Indépendance - La Catalogne fait un pas de plus vers un référendum

Madrid juge pour l’instant que tout référendum sur l’autodétermination de la Catalogne serait illégal et anticonstitutionnel.
Photo: La Presse canadienne (photo) Manu Fernandez Madrid juge pour l’instant que tout référendum sur l’autodétermination de la Catalogne serait illégal et anticonstitutionnel.

Même si elle reste symbolique, la déclaration de souveraineté pourrait provoquer une confrontation avec le gouvernement central de Madrid, qui a déjà annoncé son intention de bloquer en justice toute tentative d'indépendance de la Catalogne.

La déclaration a été soutenue par le parti au pouvoir en Catalogne, Convergence et Union, et par la Gauche républicaine. Le Parti socialiste catalan a voté contre, tout comme le Parti populaire, au pouvoir à Madrid.

Les sondages indiquent que les Catalans sont divisés à part égales sur la question de l'indépendance, mais qu'une majorité d'entre eux s'oppose à une sortie de l'Union européenne.

Cette semaine, les deux partis souverainistes sortis victorieux des récentes élections, le parti au pouvoir Convergencia i Unio (CiU) et son partenaire Esquerra Republicana (ERC) se sont entendus sur une déclaration. « Le peuple de Catalogne possède, pour des raisons de légitimité démocratique, le caractère d’un sujet politique juridiquement souverain », affirme la résolution. Le texte sera aussi soutenu par la coalition écologiste de gauche ICV-EUIA, qui a obtenu que la démarche souverainiste s’appuie sur les organismes populaires et économiques.


Très divisés sur le sujet, les socialistes du PSC ont finalement quitté les négociations et décidé de présenter une résolution alternative. Le texte affirme que, si le peuple catalan a le droit décider de son avenir, celui-ci ne peut s’exercer que dans le cadre de négociations avec le gouvernement espagnol. « C’est avec Rajoy [président du gouvernement espagnol] que nous devons négocier l’avenir de la Catalogne », a déclaré au quotidien La Vanguardia le premier secrétaire du PSC, Pere Navarro. Par ailleurs favorables à une consultation, les socialistes estiment qu’un référendum ne peut avoir lieu que « dans le cadre de la légalité espagnole ».

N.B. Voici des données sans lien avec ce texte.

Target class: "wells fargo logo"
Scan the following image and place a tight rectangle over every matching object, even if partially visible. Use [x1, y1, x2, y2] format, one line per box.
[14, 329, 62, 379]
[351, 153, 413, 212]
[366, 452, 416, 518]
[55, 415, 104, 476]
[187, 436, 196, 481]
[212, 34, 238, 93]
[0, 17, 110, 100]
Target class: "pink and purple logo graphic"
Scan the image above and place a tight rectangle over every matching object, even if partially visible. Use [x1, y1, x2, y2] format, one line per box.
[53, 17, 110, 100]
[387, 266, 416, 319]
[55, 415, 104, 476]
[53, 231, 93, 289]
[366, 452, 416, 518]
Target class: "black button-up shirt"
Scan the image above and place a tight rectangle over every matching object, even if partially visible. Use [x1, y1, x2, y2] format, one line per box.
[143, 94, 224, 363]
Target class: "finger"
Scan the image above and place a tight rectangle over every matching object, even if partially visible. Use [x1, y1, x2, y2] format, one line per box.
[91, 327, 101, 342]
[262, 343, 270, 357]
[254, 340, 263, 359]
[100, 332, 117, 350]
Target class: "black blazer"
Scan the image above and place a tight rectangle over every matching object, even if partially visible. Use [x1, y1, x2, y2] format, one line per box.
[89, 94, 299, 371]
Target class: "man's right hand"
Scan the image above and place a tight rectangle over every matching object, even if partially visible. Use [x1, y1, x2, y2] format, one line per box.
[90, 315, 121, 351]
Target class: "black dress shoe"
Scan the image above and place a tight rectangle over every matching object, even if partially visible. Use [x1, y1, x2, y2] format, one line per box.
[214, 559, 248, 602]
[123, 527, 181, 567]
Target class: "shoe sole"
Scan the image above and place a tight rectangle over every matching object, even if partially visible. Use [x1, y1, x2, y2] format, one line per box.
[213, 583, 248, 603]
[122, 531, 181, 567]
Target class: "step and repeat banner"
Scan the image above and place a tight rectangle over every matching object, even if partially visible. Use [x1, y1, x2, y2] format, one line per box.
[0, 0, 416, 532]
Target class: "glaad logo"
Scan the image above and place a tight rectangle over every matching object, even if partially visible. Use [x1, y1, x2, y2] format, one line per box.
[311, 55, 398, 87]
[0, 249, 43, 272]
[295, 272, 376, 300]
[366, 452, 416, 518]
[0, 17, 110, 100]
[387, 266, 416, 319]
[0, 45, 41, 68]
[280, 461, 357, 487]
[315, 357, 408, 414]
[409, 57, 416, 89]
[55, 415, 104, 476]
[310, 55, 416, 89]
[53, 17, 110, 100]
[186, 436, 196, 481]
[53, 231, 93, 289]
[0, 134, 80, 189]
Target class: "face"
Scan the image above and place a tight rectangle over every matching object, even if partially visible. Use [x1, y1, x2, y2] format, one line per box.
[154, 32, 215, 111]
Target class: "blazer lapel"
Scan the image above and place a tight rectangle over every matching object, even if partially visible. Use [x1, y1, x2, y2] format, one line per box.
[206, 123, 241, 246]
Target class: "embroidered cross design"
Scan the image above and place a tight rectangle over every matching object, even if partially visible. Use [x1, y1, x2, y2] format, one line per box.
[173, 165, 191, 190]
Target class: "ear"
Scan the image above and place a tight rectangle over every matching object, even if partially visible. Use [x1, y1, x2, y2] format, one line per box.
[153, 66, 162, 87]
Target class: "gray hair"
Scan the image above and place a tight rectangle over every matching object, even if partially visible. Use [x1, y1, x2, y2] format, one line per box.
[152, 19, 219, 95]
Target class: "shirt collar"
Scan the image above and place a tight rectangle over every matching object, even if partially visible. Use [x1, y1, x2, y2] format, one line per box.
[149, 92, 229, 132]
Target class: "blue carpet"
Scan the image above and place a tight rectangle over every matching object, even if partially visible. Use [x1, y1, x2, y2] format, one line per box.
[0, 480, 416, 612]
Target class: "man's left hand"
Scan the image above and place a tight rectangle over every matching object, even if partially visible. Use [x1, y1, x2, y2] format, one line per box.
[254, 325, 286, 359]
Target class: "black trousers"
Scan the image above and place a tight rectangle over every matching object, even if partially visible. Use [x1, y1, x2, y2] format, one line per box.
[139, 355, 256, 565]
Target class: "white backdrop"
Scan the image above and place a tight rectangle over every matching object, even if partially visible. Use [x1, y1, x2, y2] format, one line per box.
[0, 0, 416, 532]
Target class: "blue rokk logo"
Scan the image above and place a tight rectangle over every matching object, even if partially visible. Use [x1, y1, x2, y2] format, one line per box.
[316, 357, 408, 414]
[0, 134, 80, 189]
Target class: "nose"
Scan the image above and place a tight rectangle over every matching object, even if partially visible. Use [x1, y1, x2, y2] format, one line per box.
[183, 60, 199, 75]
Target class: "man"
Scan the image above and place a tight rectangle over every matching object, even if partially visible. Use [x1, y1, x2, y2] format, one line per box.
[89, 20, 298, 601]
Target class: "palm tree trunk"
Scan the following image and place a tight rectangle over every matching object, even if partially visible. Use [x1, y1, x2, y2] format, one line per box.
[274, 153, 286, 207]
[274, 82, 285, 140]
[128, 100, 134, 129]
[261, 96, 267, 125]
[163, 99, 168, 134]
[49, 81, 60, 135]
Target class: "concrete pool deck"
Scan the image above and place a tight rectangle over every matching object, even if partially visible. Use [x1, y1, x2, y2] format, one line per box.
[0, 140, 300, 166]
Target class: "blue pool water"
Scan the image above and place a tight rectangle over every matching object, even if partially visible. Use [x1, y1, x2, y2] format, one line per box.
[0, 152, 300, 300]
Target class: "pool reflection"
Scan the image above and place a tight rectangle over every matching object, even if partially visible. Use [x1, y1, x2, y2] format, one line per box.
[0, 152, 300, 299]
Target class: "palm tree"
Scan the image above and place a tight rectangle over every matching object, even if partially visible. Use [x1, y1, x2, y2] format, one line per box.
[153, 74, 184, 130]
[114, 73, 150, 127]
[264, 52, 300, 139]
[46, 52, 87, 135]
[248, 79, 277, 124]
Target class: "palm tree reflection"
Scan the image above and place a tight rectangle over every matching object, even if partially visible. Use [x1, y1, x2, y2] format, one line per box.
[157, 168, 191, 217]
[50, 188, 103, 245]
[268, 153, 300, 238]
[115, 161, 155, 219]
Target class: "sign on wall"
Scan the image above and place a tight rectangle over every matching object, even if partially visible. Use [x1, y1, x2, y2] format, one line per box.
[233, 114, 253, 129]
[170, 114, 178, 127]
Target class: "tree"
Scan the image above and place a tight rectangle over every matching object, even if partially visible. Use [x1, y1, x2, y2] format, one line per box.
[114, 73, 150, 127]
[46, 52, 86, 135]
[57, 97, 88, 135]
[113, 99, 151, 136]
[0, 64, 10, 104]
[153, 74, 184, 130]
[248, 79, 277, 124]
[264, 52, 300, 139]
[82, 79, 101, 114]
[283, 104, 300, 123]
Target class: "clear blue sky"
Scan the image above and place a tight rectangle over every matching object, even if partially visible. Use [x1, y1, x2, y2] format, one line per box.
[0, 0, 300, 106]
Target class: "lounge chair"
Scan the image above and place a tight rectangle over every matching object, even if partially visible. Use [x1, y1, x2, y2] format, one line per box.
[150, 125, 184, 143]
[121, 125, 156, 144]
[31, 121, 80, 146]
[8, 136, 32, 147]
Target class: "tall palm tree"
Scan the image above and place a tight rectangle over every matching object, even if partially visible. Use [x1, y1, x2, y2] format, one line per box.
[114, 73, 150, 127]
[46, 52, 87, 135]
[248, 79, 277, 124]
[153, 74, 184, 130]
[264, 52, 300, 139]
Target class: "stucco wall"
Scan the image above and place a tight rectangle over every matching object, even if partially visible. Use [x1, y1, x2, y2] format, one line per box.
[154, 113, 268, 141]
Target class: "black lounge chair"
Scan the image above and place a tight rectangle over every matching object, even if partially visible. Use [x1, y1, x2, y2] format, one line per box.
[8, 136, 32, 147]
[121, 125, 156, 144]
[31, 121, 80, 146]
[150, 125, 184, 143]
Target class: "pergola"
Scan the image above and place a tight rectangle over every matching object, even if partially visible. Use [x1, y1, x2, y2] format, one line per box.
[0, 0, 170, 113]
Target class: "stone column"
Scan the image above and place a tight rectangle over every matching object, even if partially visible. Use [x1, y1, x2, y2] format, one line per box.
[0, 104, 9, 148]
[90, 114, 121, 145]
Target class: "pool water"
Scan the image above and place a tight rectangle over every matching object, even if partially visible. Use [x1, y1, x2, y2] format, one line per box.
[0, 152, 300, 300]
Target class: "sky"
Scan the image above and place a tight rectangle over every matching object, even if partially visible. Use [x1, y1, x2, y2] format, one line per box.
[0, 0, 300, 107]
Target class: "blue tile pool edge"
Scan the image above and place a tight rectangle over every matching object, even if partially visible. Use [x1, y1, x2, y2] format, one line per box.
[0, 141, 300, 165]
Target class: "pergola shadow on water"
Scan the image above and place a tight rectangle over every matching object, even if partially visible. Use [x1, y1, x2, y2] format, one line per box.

Or, Madrid juge pour l’instant que tout référendum sur l’autodétermination de la Catalogne serait illégal et anticonstitutionnel. Le gouvernement de Mariano Rajoy a affirmé qu’il s’opposerait « par tous les moyens » à la tenue d’un référendum. Certains ministres n’ont pas hésité à évoquer un recours aux tribunaux ou même à la force. À Barcelone, une trentaine de députés, du Parti populaire (PPC) et du petit parti Ciutadans, soutiennent ce point de vue. Selon le PPC, ces débats « inutiles » ne font qu’aggraver la crise.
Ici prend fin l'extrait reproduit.